Now it's light when I get up I'm back into my summer routine, taking a wander around the garden whatever the weather to check what's popped up overnight. Tuesday morning was no exception and I saw that my petunias weren't far from flowering and an old hebe already had. After my Wii Fit workout, I caught up with blog comments until Jon got up. The previous evening he'd spotted something strange on Frank's face and, after some research, discovered it was a tick. Lacking the confidence to remove it ourselves he called the vet and managed to get an appointment. We were supposed to be going on a National Trust visit which I cancelled and rebooked for later in the week.
While Jon and Frank were out I ignored the rain and thinned out the crocosmia and Oriental poppies in the border replanting them elsewhere. Just as the lads returned the rain became torrential and a deafening clap of thunder had me joining them indoors. The vet had managed to remove Frank's tick, check his ridiculously thick fur for more (thankfully, not) and give him a liberal dowsing of tick deterrent. After a bowl of chicken, Jon was all but forgiven.
We'd grown a cerinthe major from a seed we collected on a walk last summer which I popped into the border before planting the geraniums Jon had managed to divide.
Whilst tea was being prepared I did a little more ancestry research and discovered another interesting relative, Jon's great-great uncle, Richard Hartshorne. Richard was born in Walsall in 1883 and was employed as a pikeman in the local coal mine. In September 1903 he married Eliza "Lizzie" Skitt, who worked as a warehouse girl in a Walsall iron foundry and they had four children. Despite mining being a reserved occupation and Richard being exempted from military service, he enlisted in the British Army in January 1915 joining the South Staffordshire Regiment. He saw two and a half years of active service and was killed in action in the trenches on the night of 21st October 2017. He is buried at the Philosophe British Cemetery in Mazingarbe, France.

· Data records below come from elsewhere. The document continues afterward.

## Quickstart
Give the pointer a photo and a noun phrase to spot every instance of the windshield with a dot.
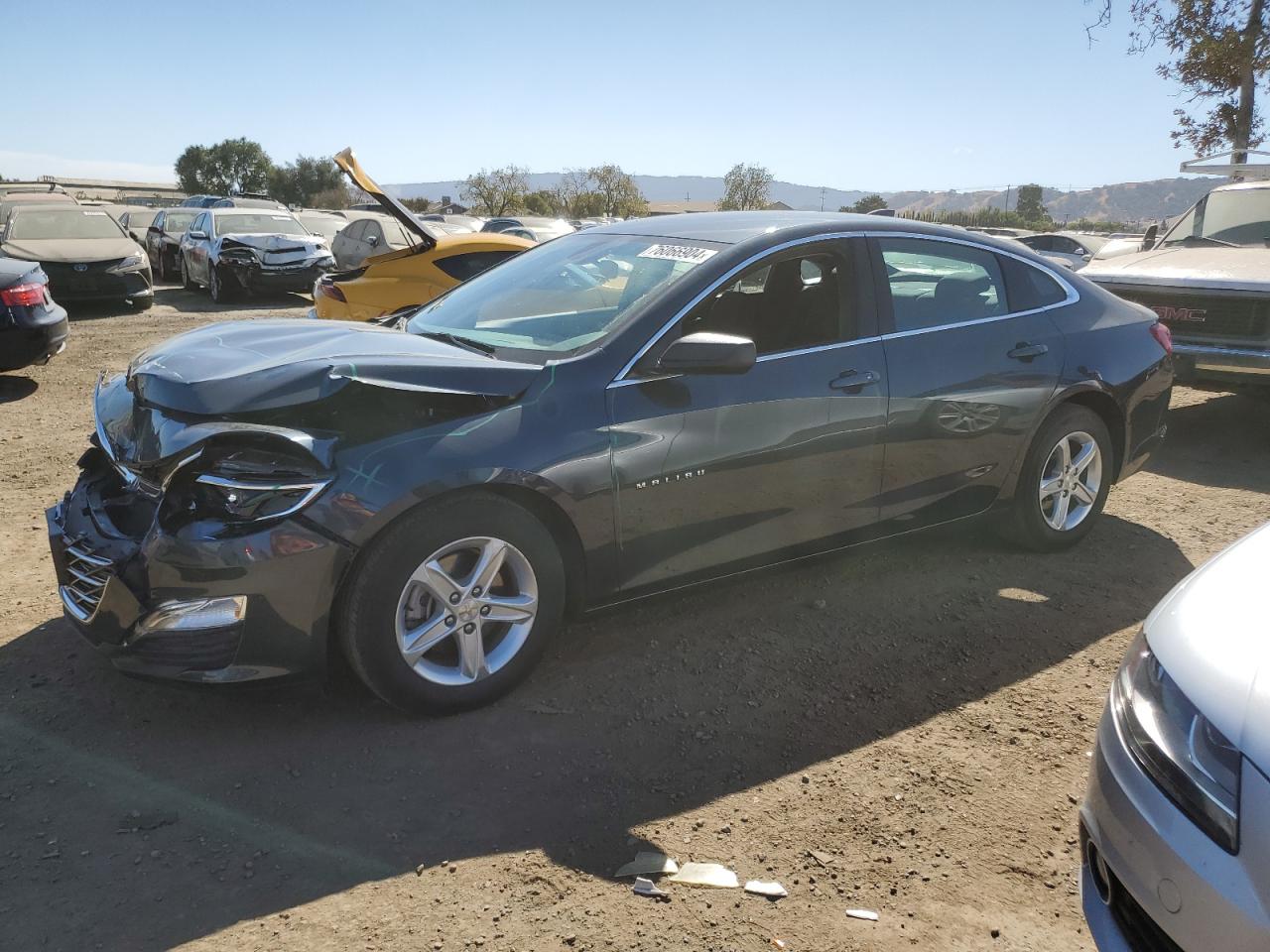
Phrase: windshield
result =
(176, 222)
(561, 298)
(35, 225)
(261, 223)
(326, 227)
(1236, 217)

|Richard Hartshorne (1883 - 1917)|
|Eliza "Lizzie" Hartshorne (1885 -1956)|
Night: 20/21st Trenches: HULLOCH 9pm - 2.30am
2nd Lieut. Jukes and Webb and 15 other ranks patrolled into the enemy's front trench, but not realising their advantage, failed to make the best of it. 2nd Lieut. Lindop on patrol further south failed to find a gap, and lost Sgt Hartshorne - killed - a good and plucky NCO., who is a loss to the battalion.
Wouldn't that make a great plot for a thriller...an excess of free time due to lockdown leads the protagonist to develop a passion for genealogy. On discovering their heroic ancestor was killed due to the ineptitude of a superior officer they decide to trace his family tree and avenge his death by hunting down and punishing his surviving family. I've obviously been reading too many crime novels!
Glorious sunshine greeted me when I got up on Wednesday morning. Frank and I went for an inspection of the garden before my Wii Fit Workout. I sprayed the houseplants in the lounge and joined Jon for breakfast. There was much excitement as we'd decided that today was the day we'd go proper charity shopping - driving to a nearby town with a profusion of high street chazzas - as opposed to popping into the clearance shop in Walsall.
Jon had received a text to confirm that the bench I'd ordered at the weekend was out for delivery so I posed for an outfit photo while we waited. Keen to wear the copal beads I'd found on Sunday's charity shop expedition I wore a 1960s Dagina Indian block printed cotton maxi dress (eBay, 2018) to pick up the yellow. I'd not worn this vintage suede jacket since End of The Road Festival in 2018 and, the smell of damp was dreadful but I figured that everyone would be wearing masks so they might not notice.
The bench was delivered bang on the estimated delivery time so off we went. We'd not been to our favourite charity shopping town since March 2020 (I'd tell you where it is but then I'd have to kill you) so didn't know what to expect. To our delight, the free car parks were virtually empty and, even though mask-wearing is only mandatory inside, just like in Walsall, almost everyone opts to wear them in the street. We've been spoilt with the supermarket-sized charity shop we normally visit and were wary of how busy shops would be but there was a strict limit on customers so it was absolutely fine. There were hand sanitising stations in each shop we visited and we didn't encounter a single non-mask wearing shopper.
Having only my own wardrobe and the Kinky Shed to play in for over a year it's easy to forget how poor quality most modern clothes, shoes and bags are. We managed to find a few gems amongst the dross - 1970s reversible suede & leather jacket, 1980s gents leisure shirt, 1980s Nightingales crinkle cotton sundress, Adidas Originals Firebird Rose trackie top, 1980s wool felt fedora, 1960s beaded shopper, 1970s emerald green cocktail dress, 1970s cotton velvet waistcoat, 1950s London-made waistcoat and a Santelli Francesca, Italian-made straw hat with the tags attached which was sold at Anthropologie for, no doubt, a hideously over-inflated price.